Provincial Archives Division technicians Elizabeth Fewer, Beverly Bennett and director Greg Walsh sort through some of the records gathered from Grenfell House Museum in St. Anthony. Amongst the documents is a photo of former United States President Theodore Roosevelt, which Dr. Wilfred Grenfell received from the Commander in Chief himself, and a photo of four of Dr. Grenfell’s dogs. - Stephen Roberts
Provincial Archives Division technicians Elizabeth Fewer, Beverly Bennett and director Greg Walsh sort through some of the records gathered from Grenfell House Museum in St. Anthony. Amongst the documents is a photo of former United States President Theodore Roosevelt, which Dr. Wilfred Grenfell received from the Commander in Chief himself, and a photo of four of Dr. Grenfell’s dogs. - Stephen Roberts

 

ST. ANTHONY, NL – The International Grenfell Association (IGA) is working with The Rooms in St. John’s to preserve more of the original records of Dr. Wilfred Grenfell and make them more accessible.

About a year and a half ago, the IGA asked The Rooms Corporation’s Provincial Archives Division team to work with the local Grenfell Historical Society (GHS) board to preserve the Grenfell Historic Society’s records in St. Anthony.

The first part of the project was conducted last year, when division staff took some of the records from the Grenfell Interpretation Centre. This year, they’re taking records from the Grenfell House Museum.

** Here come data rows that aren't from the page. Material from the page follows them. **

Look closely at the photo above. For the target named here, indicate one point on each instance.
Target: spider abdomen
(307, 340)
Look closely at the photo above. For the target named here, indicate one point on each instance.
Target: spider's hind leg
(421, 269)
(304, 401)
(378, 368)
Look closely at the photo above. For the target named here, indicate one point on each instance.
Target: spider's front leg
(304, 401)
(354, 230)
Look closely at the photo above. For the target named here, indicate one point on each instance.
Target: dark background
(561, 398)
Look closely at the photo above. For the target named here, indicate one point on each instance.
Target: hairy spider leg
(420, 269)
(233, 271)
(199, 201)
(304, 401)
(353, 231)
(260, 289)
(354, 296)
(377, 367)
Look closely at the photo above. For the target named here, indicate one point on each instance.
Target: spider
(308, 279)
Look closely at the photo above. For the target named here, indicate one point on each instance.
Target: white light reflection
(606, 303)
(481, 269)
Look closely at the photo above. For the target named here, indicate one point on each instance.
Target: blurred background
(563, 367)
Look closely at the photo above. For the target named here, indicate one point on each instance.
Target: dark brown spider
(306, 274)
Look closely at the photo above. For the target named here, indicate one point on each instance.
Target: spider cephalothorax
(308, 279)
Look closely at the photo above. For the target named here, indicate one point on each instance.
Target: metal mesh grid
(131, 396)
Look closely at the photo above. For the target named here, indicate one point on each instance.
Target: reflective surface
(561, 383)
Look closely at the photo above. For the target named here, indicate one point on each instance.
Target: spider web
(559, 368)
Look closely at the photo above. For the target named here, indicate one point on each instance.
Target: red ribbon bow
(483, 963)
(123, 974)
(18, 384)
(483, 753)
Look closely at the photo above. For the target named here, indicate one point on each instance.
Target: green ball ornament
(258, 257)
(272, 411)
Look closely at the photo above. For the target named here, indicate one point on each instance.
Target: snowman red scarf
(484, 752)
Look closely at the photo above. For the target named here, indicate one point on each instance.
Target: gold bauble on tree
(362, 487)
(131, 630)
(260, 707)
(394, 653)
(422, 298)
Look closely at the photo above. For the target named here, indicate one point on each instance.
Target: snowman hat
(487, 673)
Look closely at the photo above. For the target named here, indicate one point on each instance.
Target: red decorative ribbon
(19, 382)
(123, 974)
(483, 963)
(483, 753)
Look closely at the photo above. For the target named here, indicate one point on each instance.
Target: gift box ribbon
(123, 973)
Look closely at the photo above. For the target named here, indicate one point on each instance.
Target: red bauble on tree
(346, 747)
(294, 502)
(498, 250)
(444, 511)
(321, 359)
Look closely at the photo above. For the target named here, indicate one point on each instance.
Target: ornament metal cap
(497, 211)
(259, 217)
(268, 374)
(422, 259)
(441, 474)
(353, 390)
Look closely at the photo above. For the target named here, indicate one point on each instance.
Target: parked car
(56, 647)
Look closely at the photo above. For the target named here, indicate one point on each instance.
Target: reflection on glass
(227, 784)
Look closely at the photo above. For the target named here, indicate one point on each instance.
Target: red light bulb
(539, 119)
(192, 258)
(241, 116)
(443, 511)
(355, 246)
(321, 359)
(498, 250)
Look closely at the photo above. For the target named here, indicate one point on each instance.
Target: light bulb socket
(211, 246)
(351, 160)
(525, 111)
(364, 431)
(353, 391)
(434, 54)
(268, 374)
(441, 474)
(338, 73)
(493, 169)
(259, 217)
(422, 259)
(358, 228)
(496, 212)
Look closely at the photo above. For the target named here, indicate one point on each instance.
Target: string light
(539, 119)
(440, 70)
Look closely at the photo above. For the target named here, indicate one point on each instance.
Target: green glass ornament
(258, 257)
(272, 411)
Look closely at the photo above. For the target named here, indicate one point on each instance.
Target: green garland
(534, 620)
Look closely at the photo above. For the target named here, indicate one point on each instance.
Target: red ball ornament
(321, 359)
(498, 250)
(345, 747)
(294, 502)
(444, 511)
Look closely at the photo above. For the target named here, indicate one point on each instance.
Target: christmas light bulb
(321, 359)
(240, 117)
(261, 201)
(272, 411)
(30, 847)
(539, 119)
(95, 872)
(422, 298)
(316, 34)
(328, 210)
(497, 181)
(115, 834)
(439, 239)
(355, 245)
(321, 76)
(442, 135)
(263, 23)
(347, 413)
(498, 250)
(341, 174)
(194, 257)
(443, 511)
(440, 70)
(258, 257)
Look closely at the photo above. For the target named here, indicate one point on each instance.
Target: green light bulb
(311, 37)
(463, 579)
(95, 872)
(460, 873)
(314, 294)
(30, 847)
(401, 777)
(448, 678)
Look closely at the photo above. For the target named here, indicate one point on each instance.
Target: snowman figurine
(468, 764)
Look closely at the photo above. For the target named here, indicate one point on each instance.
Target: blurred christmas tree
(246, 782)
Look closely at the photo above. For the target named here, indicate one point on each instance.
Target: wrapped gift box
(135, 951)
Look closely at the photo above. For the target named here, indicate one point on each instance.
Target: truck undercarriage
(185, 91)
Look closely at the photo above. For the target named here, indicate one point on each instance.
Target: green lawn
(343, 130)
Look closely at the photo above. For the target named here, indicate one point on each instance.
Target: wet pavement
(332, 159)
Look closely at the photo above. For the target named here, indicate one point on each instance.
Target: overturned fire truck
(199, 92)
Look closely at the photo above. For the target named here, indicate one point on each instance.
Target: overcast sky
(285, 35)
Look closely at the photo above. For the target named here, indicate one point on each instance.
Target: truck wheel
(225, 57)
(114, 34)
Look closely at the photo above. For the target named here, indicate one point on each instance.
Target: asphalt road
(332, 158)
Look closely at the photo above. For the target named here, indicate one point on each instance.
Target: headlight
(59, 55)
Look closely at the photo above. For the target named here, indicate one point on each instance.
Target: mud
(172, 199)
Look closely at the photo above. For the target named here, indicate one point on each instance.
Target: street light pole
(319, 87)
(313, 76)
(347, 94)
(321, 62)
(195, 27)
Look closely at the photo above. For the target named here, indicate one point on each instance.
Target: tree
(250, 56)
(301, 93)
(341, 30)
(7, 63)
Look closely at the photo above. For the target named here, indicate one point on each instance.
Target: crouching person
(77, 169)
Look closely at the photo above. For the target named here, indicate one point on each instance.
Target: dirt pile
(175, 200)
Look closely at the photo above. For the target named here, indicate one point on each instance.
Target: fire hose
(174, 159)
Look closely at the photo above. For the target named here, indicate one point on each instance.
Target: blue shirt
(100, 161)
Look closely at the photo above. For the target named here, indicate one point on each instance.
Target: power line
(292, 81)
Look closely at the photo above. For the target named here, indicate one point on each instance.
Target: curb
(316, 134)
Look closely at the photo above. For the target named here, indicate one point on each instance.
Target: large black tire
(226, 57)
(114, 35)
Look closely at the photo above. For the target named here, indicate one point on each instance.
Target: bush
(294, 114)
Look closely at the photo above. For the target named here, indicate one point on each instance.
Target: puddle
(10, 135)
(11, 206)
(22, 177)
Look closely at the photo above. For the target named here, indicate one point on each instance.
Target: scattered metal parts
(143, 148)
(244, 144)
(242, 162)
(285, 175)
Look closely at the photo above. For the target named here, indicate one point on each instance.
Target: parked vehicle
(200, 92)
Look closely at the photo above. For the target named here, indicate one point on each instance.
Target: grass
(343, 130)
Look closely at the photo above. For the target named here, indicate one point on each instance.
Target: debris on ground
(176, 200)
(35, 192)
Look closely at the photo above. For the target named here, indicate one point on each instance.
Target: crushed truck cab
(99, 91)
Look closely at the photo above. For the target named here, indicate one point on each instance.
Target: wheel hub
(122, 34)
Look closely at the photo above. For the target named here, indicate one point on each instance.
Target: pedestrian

Archives director Greg Walsh and technicians Beverly Bennett and Elizabeth Fewer removed items from the site, including photographs, letters, diaries, ledgers, songs and poems.

They will copy and digitize the documents back in St. John’s and return the reproductions to the Grenfell House for next year.

The originals will remain preserved in The Rooms.

 

Archives director Greg Walsh speaks during a presentation at the Grenfell Interpretation Centre in St. Anthony on Nov. 9. - Stephen Roberts
Archives director Greg Walsh speaks during a presentation at the Grenfell Interpretation Centre in St. Anthony on Nov. 9. - Stephen Roberts

 

All the documents will be accessible in The Rooms’ online archives, available at therooms.ca/archives.

Fewer told the Northern Pen the records they gathered from St. Anthony will be available online gradually over the upcoming year.

The Rooms already has the largest collection of Grenfell records in the world.

Walsh says they have been criticized by some people who feel they’re taking a region’s history back to St. John’s and hiding it away.

But, according to Walsh, they’re doing the opposite.

“St. John’s just happens to be where The Rooms is located and where we’re based out of,” he told the Northern Pen. “We’re certainly not in business of taking this stuff and squirrelling it away and nobody gets to see.”

Thanks to the online database, he says, these items can now be available to anyone in the world.

Walsh says they’re also hoping to establish a computer kiosk at the Grenfell Interpretation Centre, so visitors can access the database directly.

“We’re hoping to have more of a direct link between St. Anthony and St. John’s,” he said. “The Grenfell collections we have are such an important part of what we do.”

Walsh, Bennett and Fewer delivered a presentation on how to access the archives at the Grenfell Interpretation Centre on Thursday evening, Nov. 9.